The Bombshell
- Authors: Darrow Farr
- Language: English
- Genre: Historical fiction
- Publisher: Pamela Dorman Books
- Publication date: 27 May 2025
- Pages: 408
- ISBN: 9780593833247

= The Bombshell =

2025 book

The Bombshell is a 2025 historical fiction novel by Salvadoran-American author Darrow Farr.

== Themes ==
In an article for Literary Hub, Farr stated that the novel was inspired in part by the case of Patty Hearst, saying that "what has fascinated and inspired me since I was a teenager was the idea of Patty Hearst, the bogeyman she represented in the minds of Americans hungover from the radical ’60s. Here was a wealthy, educated young woman who would risk it all for a once-in-a-lifetime thrill, who was capable of denouncing her family’s bourgeois values and dedicating herself to the liberation of the oppressed.
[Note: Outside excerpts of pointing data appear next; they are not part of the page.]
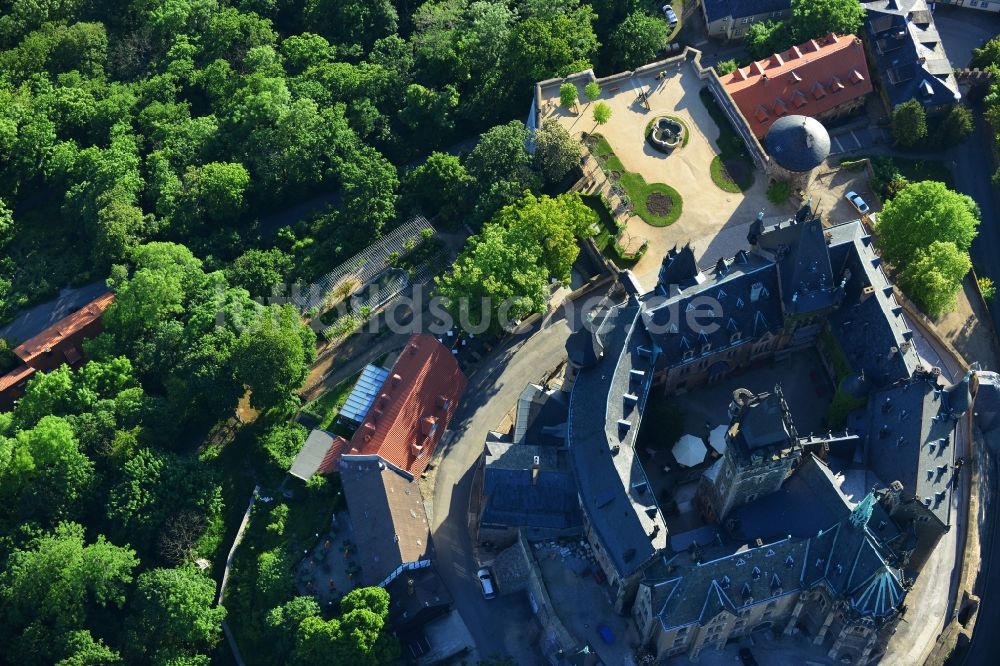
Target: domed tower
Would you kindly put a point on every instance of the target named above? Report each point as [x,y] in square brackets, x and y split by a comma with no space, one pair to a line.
[797,145]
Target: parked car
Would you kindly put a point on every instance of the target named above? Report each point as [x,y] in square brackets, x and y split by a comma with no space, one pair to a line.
[486,582]
[857,202]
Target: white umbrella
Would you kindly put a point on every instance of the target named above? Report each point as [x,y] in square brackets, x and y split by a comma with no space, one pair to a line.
[689,451]
[717,439]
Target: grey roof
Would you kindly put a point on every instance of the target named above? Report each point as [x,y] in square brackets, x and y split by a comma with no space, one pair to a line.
[541,417]
[910,439]
[869,324]
[798,143]
[387,518]
[909,53]
[612,484]
[679,268]
[800,248]
[851,561]
[747,294]
[311,455]
[716,9]
[515,497]
[363,394]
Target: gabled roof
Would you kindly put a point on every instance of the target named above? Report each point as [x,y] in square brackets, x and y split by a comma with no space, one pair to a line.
[519,494]
[365,390]
[52,337]
[800,248]
[417,402]
[318,454]
[909,53]
[911,439]
[613,487]
[809,79]
[869,324]
[682,325]
[387,518]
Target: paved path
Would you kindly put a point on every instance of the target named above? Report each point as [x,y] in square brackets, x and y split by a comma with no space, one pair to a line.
[973,167]
[505,624]
[711,218]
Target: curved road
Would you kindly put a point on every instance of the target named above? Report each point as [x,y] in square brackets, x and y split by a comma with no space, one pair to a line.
[504,625]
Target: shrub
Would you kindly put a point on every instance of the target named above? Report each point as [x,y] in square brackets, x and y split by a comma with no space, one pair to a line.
[987,287]
[778,192]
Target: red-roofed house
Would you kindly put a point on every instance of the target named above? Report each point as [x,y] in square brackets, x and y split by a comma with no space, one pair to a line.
[416,404]
[58,344]
[821,78]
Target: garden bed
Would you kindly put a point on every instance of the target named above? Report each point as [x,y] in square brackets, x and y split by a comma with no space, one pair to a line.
[636,188]
[731,169]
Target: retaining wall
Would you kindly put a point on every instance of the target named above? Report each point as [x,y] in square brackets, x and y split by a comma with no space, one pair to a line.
[707,74]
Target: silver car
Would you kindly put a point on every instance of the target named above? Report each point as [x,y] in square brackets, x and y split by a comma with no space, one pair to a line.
[486,582]
[857,202]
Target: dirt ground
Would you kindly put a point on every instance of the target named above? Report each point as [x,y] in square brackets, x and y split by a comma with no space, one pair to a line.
[968,329]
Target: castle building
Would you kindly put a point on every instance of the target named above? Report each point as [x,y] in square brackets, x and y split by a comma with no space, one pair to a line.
[786,544]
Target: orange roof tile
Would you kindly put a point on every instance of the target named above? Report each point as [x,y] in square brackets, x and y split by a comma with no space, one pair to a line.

The protagonist of my novel is modeled off this myth."

== Critical reception ==
Allison Meakem of Foreign Policy wrote that the book was "full of explosive militant antics" and that "a large part of the book’s appeal is that the characters are young and hot and live near the beach." Writing in The New York Times, Violet Kupersmith described the novel as "effortlessly cool: a smart, sophisticated tale of sexual and political awakening over the course of a fateful summer that reads like falling into an Éric Rohmer film." Kirkus Reviews described the novel as a "passionate powder keg," saying that "too many obstacles are too easily overcome, but vibrant prose lends texture and urgency, while the fully fleshed characters’ increasingly thorny interpersonal relationships raise the story's stakes and give it soul." Nora Biette-Timmons of Jezebel also praised Farr for the atmosphere and setting of the novel, saying that it "heightens the romance of the novel."